The website is hosted on an Amazon AWS Micro EC2 instance, which, after I logged into the dashboard, I found to be online and seemingly fine. I could SSH into it OK and status was reported as OK. So like all good IT professionals, I turned the instance on and off again as a quick easy hit to fix, but it didn’t fix it…at all.
So I had to dig deep into AWS settings again which is always daunting. It’s worth bearing in mind I’d made no AWS changes at all for several weeks so I had no idea what caused the problem. Having checked the instance, the next culprit was most likely to be the load balancer. The Load Balancers are needed not to actually manage loads in my case because QuickHash is hardly on the level of Microsoft or Netflix, and a T2.Micro instance seems to handle around the 1K visitors a day easily that the site receives in traffic. It’s needed to manage the SSL certificate and to provide HTTPS secure connections, which are more necessary these days than they used to be, most notably because modern web browsers often refuse to even load standard http. The load balancers though are not only quite complicated but they are also very expensive! I pay about £25 a month, just for the load balancer!

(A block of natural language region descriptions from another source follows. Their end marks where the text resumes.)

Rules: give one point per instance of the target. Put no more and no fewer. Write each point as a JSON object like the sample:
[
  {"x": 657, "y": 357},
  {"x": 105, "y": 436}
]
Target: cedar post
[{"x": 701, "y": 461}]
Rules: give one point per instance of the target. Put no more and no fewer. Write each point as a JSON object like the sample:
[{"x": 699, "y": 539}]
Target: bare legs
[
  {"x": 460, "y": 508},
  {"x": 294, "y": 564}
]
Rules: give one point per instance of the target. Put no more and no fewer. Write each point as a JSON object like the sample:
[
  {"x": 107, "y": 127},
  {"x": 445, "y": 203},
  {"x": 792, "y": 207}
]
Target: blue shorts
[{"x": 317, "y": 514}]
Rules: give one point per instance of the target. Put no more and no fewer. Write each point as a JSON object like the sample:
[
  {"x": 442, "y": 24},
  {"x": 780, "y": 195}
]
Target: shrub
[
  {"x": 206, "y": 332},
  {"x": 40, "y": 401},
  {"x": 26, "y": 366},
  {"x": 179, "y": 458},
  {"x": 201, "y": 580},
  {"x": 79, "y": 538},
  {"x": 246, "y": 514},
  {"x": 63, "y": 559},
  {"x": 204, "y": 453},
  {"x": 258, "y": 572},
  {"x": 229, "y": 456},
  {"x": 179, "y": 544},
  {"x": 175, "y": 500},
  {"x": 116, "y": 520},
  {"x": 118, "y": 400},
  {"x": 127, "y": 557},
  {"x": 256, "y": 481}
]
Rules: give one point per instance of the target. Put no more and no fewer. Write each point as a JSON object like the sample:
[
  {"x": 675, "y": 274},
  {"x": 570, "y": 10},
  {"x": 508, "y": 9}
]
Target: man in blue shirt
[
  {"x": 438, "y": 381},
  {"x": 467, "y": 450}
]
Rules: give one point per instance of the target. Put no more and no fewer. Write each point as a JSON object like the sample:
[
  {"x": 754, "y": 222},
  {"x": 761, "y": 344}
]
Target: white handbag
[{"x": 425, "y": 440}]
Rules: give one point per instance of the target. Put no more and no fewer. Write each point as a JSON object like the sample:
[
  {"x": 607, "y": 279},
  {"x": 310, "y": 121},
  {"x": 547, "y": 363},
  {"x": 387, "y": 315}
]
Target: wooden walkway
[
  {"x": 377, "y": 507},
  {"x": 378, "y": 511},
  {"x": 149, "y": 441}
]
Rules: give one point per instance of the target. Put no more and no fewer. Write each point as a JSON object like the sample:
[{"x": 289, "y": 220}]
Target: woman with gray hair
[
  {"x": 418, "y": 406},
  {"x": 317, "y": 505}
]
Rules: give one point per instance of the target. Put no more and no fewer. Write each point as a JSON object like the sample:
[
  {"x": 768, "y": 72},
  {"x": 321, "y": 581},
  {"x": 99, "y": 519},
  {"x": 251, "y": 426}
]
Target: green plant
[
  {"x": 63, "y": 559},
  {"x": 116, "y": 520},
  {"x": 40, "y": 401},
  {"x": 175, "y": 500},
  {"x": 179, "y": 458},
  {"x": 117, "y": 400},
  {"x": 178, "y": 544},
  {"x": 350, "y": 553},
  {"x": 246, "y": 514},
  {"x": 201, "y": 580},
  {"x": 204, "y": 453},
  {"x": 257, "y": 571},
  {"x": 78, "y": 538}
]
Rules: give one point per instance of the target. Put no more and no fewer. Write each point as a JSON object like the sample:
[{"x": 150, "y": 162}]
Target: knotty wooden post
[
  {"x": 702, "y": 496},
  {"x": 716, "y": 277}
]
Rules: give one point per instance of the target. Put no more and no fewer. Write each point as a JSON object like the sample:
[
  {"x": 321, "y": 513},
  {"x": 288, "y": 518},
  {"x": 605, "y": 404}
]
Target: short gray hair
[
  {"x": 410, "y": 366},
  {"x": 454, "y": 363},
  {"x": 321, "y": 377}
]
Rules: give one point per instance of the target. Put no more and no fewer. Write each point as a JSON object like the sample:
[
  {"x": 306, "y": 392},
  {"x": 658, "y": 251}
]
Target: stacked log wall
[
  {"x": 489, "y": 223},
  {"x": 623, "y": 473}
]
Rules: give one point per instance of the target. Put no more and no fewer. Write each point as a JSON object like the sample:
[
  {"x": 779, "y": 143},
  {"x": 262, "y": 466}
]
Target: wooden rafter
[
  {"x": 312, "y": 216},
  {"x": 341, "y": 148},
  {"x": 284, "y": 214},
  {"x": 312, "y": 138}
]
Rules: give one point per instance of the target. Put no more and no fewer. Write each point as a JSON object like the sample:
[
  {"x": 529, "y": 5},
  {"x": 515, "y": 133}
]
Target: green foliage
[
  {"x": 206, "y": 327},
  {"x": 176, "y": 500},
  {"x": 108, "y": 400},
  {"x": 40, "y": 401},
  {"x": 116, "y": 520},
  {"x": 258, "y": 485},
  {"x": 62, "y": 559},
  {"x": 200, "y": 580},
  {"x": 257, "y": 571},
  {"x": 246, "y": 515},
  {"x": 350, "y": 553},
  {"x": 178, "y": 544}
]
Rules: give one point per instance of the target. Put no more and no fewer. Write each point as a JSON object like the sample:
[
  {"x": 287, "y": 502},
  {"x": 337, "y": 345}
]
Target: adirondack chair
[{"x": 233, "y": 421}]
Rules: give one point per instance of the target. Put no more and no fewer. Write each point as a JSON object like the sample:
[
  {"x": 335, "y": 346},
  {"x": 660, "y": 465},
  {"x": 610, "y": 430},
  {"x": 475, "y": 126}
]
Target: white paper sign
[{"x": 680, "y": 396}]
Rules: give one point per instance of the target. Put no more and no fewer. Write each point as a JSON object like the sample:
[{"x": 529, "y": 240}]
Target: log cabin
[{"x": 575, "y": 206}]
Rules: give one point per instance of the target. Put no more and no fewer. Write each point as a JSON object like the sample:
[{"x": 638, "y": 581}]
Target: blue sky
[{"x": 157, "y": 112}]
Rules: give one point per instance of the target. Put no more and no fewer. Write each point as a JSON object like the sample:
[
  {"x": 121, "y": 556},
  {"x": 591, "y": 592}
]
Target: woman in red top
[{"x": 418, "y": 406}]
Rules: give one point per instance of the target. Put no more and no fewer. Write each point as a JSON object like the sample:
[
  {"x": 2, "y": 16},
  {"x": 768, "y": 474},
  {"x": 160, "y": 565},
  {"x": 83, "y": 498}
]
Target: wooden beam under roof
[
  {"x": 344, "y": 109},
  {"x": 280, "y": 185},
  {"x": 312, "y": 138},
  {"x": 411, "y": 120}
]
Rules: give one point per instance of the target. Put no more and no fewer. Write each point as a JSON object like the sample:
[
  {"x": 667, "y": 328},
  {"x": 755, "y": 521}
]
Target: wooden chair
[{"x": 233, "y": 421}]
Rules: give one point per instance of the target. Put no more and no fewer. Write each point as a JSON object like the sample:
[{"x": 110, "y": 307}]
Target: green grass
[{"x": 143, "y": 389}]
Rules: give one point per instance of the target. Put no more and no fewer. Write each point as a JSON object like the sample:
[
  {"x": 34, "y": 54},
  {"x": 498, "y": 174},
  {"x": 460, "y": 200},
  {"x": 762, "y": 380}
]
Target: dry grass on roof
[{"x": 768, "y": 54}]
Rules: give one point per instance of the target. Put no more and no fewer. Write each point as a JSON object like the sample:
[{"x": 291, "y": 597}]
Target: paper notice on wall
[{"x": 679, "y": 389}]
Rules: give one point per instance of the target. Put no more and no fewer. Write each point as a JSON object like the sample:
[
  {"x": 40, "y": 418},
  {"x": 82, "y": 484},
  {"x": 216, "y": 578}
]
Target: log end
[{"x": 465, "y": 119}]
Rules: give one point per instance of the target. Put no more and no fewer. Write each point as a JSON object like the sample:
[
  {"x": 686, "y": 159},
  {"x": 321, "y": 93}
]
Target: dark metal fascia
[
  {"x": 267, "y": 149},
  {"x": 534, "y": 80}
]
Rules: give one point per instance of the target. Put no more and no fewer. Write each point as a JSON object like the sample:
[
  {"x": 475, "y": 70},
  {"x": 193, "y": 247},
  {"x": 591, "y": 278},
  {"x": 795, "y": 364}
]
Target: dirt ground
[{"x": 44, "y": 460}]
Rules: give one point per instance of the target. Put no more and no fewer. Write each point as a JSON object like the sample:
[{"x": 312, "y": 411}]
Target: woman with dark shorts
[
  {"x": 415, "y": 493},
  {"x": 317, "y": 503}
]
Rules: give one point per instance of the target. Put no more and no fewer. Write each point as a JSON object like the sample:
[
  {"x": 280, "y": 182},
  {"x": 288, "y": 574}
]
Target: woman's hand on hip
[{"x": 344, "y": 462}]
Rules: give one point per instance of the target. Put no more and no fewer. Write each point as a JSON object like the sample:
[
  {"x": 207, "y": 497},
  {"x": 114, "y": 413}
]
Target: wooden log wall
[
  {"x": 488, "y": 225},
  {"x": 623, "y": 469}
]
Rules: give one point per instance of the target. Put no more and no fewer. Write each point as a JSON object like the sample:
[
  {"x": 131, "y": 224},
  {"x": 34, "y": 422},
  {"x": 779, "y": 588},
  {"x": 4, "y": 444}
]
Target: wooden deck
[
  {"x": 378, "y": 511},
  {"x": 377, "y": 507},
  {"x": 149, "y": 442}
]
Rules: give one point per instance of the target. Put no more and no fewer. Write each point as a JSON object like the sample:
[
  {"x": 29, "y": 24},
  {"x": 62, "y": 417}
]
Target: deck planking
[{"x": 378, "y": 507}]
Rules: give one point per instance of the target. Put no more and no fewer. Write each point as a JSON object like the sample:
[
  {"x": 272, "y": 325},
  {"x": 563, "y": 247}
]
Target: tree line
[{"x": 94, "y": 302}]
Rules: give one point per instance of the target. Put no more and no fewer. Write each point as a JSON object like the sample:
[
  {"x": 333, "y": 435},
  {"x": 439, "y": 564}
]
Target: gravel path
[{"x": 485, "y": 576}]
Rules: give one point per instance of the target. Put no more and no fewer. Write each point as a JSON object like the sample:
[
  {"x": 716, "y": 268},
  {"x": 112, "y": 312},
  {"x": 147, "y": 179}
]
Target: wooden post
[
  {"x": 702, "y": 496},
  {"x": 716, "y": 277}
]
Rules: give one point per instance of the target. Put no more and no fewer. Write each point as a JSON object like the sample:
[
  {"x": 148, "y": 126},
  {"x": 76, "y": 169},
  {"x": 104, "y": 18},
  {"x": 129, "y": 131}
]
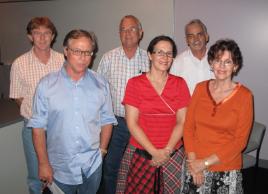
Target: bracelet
[
  {"x": 103, "y": 151},
  {"x": 169, "y": 150}
]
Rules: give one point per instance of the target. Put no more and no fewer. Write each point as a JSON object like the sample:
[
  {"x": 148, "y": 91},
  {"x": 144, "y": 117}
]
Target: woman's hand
[
  {"x": 196, "y": 166},
  {"x": 160, "y": 157}
]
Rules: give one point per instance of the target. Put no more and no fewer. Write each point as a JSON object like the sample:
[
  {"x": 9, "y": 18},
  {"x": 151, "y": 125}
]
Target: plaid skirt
[
  {"x": 136, "y": 175},
  {"x": 225, "y": 182}
]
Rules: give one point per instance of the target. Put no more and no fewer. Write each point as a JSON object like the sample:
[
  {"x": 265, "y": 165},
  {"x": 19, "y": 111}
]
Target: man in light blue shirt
[{"x": 73, "y": 106}]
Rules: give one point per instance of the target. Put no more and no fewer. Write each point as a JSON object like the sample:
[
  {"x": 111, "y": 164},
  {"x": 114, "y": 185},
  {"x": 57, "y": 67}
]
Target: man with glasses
[
  {"x": 192, "y": 64},
  {"x": 72, "y": 119},
  {"x": 26, "y": 71},
  {"x": 118, "y": 66}
]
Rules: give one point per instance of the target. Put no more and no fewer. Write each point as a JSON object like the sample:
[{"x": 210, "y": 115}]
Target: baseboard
[{"x": 263, "y": 163}]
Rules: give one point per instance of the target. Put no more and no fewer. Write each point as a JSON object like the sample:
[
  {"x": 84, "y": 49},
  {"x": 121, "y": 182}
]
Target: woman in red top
[
  {"x": 155, "y": 104},
  {"x": 217, "y": 126}
]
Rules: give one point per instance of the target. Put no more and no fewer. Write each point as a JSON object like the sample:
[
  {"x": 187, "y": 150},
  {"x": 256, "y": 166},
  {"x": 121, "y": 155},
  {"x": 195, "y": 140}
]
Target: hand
[
  {"x": 196, "y": 166},
  {"x": 160, "y": 157},
  {"x": 45, "y": 174}
]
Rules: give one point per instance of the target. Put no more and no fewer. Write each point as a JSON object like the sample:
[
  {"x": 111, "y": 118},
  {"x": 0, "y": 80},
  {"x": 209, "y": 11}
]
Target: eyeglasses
[
  {"x": 197, "y": 35},
  {"x": 130, "y": 30},
  {"x": 161, "y": 53},
  {"x": 79, "y": 52},
  {"x": 46, "y": 34},
  {"x": 226, "y": 63}
]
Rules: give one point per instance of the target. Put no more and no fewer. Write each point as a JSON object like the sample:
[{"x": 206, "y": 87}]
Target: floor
[{"x": 254, "y": 182}]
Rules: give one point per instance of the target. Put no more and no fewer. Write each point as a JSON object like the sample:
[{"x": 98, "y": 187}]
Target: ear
[
  {"x": 149, "y": 56},
  {"x": 207, "y": 37},
  {"x": 65, "y": 51},
  {"x": 235, "y": 68},
  {"x": 211, "y": 68},
  {"x": 140, "y": 33},
  {"x": 30, "y": 37}
]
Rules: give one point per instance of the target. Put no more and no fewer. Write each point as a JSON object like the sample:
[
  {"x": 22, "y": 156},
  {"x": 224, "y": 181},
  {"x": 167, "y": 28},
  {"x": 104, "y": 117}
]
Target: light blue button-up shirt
[{"x": 72, "y": 114}]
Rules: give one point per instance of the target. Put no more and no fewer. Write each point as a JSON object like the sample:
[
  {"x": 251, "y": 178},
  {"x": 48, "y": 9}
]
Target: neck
[
  {"x": 157, "y": 76},
  {"x": 42, "y": 55},
  {"x": 199, "y": 53},
  {"x": 223, "y": 85},
  {"x": 130, "y": 51}
]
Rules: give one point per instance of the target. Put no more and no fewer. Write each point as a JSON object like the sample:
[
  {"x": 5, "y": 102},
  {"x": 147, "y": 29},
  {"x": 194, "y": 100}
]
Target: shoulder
[
  {"x": 50, "y": 79},
  {"x": 22, "y": 59},
  {"x": 100, "y": 80},
  {"x": 202, "y": 85},
  {"x": 175, "y": 78},
  {"x": 115, "y": 51},
  {"x": 244, "y": 91},
  {"x": 137, "y": 79},
  {"x": 182, "y": 55}
]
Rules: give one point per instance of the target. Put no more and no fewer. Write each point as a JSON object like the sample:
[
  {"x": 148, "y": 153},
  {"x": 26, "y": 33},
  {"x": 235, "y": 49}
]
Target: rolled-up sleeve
[{"x": 107, "y": 114}]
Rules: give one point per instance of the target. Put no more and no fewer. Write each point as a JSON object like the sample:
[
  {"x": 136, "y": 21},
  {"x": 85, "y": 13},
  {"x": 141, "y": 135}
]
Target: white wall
[
  {"x": 100, "y": 16},
  {"x": 12, "y": 164},
  {"x": 246, "y": 22}
]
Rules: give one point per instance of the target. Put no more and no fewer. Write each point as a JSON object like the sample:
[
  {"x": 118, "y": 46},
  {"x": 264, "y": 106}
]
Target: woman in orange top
[{"x": 217, "y": 126}]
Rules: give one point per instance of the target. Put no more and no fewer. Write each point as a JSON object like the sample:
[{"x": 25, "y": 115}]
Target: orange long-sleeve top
[{"x": 220, "y": 129}]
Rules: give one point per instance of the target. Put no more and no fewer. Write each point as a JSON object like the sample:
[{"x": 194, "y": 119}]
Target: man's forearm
[
  {"x": 105, "y": 136},
  {"x": 39, "y": 141},
  {"x": 18, "y": 101}
]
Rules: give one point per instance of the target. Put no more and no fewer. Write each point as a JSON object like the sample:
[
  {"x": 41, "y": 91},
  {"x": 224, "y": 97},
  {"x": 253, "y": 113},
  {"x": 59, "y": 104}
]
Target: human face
[
  {"x": 162, "y": 56},
  {"x": 78, "y": 54},
  {"x": 196, "y": 38},
  {"x": 41, "y": 38},
  {"x": 130, "y": 33},
  {"x": 223, "y": 67}
]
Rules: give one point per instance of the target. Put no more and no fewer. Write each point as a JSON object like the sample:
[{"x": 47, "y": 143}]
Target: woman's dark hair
[
  {"x": 157, "y": 39},
  {"x": 217, "y": 50}
]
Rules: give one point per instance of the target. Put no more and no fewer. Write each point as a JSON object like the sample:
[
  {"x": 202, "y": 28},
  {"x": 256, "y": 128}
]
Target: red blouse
[{"x": 157, "y": 113}]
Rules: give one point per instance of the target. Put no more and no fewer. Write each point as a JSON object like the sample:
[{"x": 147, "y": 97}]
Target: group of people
[{"x": 146, "y": 122}]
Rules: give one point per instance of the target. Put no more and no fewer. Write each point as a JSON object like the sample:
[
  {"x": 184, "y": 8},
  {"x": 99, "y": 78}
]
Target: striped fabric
[
  {"x": 26, "y": 72},
  {"x": 171, "y": 174}
]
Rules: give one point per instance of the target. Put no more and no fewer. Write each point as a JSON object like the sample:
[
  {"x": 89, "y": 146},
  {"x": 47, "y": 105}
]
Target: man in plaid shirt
[
  {"x": 26, "y": 71},
  {"x": 118, "y": 66}
]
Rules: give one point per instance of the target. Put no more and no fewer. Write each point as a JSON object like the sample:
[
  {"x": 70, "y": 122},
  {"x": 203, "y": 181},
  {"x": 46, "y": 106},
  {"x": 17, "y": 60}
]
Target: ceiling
[{"x": 15, "y": 1}]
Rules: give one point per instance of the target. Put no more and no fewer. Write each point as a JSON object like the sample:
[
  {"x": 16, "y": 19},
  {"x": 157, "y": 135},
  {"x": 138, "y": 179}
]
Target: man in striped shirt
[
  {"x": 26, "y": 71},
  {"x": 117, "y": 66}
]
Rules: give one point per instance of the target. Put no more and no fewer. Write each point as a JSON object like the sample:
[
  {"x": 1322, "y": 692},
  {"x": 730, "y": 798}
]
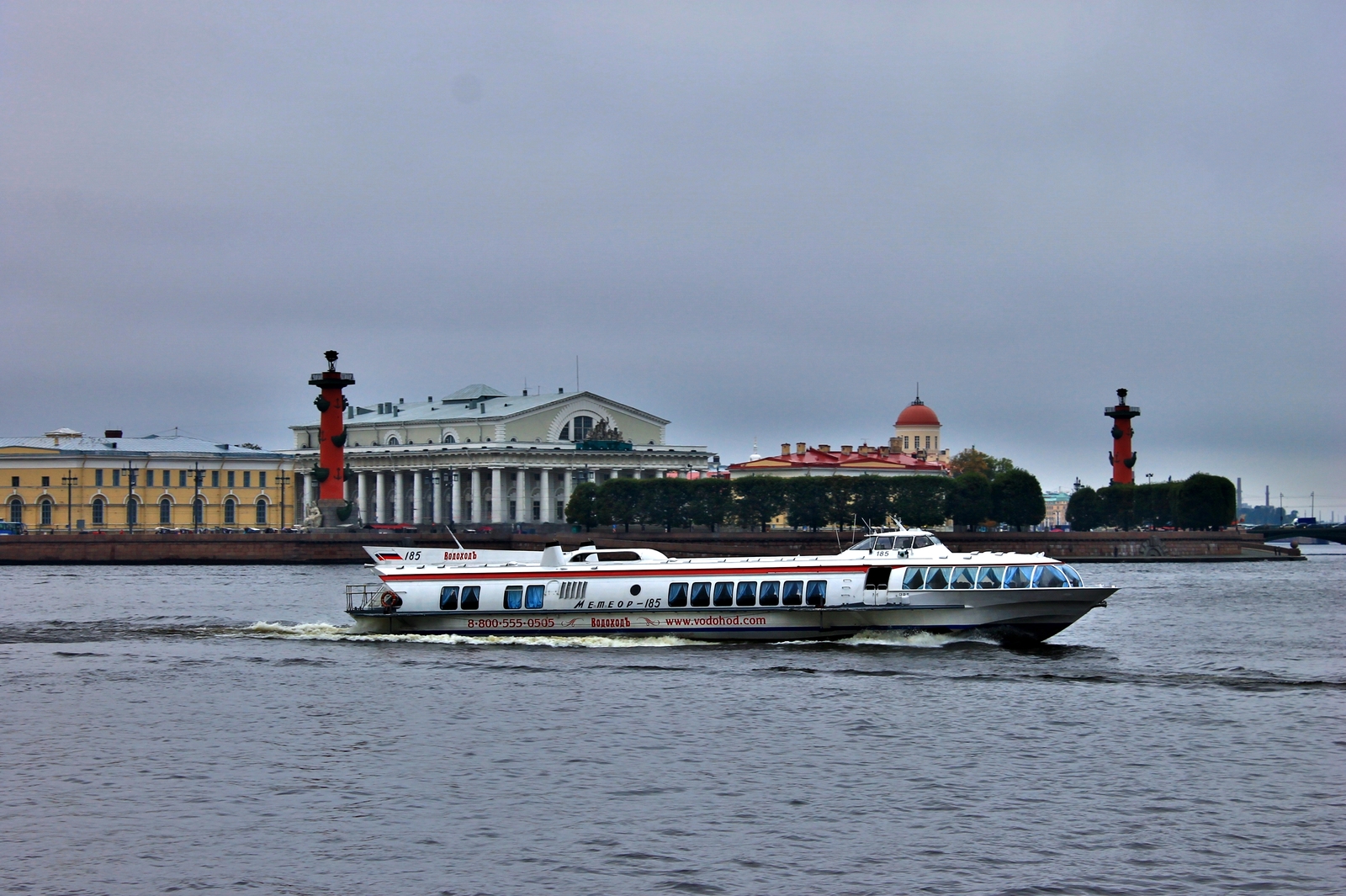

Anyway, had a look at that, I remembered I’d only setup a Classic Load Balancer, which have been on the demise for a while, but it was showing as “Out Of Service”. Why was it out of service? I had and still do not have the faintest idea! I tried tweaking the Health Check settings and that didn’t seem to help and I checked the target groups which, at first glance, seemed in order. However, they were reporting that they were “unused” which seemed odd, but I have other AWS instances using target groups too that reported the same thing yet they were online and working fine.
So I tried migrating the classic load balancer to a new Application Load Balancer. That failed to complete. By now, I was beginning to panic a little because I could see no reason for the problem. I tried removing and re-adding the QuickHash website instance to the CLB; still no change.
So I checked Route 53 settings. Again, all was in order, with alias records set for the naked domain and the www portion. Both set to the classic load balancer.
After several hours of staring at settings, and seeking some advice from a friend who is in fact a certified AWS professional, and after we noticed that accessing the IP address itself directly loaded the website, we knew the problem had to be related to either Route 53 or Load Balancer. So he and I agreed that the best way forward may simply be to delete the CLB and replace it with an ALB. Having done that, and having re-pointed the target groups, and then after redirecting Route 53 records to the new ALB, and after waiting for some minutes, the website came back online.
Lessons learned? None really. AWS is a beast, and can be quite complicated for the faint hearted. I still have no idea what caused the initial outage because all the alarms and monitoring suggested no real issues…no CPU throttling or network traffic out of the ordinary. But I guess if nothing else the website is now running on a new Application Load Balancer instead of the older and (I assume) soon to be deprecated Classic load balancer. And that can’t be a bad thing. I just hope they are not more expensive!
If you are reading this, then the website is online, of course. So hooray!